This date in 1070 was the day Roquefort cheese was first made, according to legend. Here are 10 things you might not know about Roquefort cheese.
- According to the story, the Cheese was discovered by accident. A shepherd boy is said to have left his lunch in a cave while he went after a girl he fancied. History doesn't record whether he won her heart or not, but he didn't return for his lunch for several months, by which time his plain cheese had turned in to Roquefort.
- It's made from sheep's milk, specifically the milk of the Lacaune breed of sheep.
- It's a blue cheese, and the mould which makes it is called Penicillium roqueforti. The mould grows in the caves where the cheese is ripened, although nowadays it can be grown into a lab and injected into the cheese to ensure consistency.
- While the mould isn't actually Penicillin, it does have anti-inflammatory properties and was used by people in rural communities to prevent wounds turning gangrenous.
- It's said that Pliny the Elder was eating it in AD79, nearly a millennium before the shepherd boy abandoned his lunch. However, Pliny isn't that specific about the origin of his cheese – he just says it came from Gaul. In fact, he doesn't even specify whether it was a blue cheese. The story is most likely a marketing strategy by early producers.
- Roquefort is subject to the same rules as Champagne and Cornish pasties. Under European law, only cheeses aged in the natural Cambalou caves of Roquefort-sur-Soulzon may bear the name Roquefort. In fact, even before that the village had been granted sole rights to the ageing of Roquefort by Charles VI of France in 1411.

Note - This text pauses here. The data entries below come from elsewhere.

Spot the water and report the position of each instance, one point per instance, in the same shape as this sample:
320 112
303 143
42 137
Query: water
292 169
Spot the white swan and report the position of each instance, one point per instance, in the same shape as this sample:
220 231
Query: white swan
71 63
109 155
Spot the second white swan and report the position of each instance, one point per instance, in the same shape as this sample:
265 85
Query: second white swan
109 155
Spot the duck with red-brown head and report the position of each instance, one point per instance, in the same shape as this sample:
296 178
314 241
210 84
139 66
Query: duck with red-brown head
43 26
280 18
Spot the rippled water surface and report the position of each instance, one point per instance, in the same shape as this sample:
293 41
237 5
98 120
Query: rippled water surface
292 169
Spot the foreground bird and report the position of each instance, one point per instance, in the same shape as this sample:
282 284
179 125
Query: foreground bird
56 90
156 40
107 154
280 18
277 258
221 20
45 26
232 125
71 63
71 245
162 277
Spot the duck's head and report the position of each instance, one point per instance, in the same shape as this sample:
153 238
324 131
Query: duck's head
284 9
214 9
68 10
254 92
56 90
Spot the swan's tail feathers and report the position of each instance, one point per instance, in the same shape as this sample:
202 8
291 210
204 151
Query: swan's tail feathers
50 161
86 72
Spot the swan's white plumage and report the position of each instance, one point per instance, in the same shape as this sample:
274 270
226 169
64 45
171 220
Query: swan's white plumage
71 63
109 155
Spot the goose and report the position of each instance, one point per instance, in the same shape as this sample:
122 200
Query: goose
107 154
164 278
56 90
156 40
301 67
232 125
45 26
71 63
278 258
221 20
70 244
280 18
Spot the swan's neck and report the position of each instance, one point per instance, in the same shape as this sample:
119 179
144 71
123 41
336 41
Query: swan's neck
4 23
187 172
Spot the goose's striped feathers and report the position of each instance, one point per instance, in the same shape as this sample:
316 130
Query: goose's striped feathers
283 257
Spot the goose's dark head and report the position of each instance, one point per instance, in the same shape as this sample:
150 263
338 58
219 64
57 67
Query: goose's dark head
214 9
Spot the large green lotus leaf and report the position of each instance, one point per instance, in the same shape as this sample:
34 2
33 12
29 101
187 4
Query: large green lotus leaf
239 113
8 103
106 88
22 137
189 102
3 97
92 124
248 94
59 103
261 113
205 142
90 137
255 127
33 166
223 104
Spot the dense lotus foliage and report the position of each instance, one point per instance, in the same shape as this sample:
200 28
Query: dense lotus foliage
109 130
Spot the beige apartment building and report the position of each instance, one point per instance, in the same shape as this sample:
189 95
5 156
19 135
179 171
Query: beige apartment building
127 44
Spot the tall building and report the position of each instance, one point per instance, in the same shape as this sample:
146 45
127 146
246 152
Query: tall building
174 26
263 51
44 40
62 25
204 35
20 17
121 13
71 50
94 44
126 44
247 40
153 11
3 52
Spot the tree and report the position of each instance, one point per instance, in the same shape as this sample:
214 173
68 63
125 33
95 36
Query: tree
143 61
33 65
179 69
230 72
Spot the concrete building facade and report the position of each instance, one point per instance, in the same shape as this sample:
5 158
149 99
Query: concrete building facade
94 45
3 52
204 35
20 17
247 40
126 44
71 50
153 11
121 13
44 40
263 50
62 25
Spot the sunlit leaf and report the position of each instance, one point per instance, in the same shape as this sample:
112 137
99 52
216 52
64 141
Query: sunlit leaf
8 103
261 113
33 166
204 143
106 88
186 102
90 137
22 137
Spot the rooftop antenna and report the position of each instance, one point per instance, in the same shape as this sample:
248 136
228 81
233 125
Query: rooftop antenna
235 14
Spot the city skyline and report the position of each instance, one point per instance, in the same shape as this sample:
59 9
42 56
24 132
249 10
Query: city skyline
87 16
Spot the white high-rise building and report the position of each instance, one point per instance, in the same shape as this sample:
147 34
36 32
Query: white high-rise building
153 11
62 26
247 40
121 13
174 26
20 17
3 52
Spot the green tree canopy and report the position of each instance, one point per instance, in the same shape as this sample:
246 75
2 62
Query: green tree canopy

- There are other rules. It must be made of raw ewes’ milk delivered at least 20 days after lambing has taken place. The sheep must have been grazing in pasture as much as possible, and where not, at least 75% of the corn they are fed must have been produced in the area.
- A typical wheel of Roquefort weighs between 2.5 and 3 kilograms and is about 10cm thick. Each kilogram requires about 4.5 litres of Milk to produce.
- It is said to have been Charlemange's favourite cheese.
- Delicious it may be, but in the 1940s its true glory wasn't evident when it appeared on TV. A presenter named James Beard, who fronted a TV show called I Love to Eat in 1946, coloured the veins with ink so the cheese would look better on TV.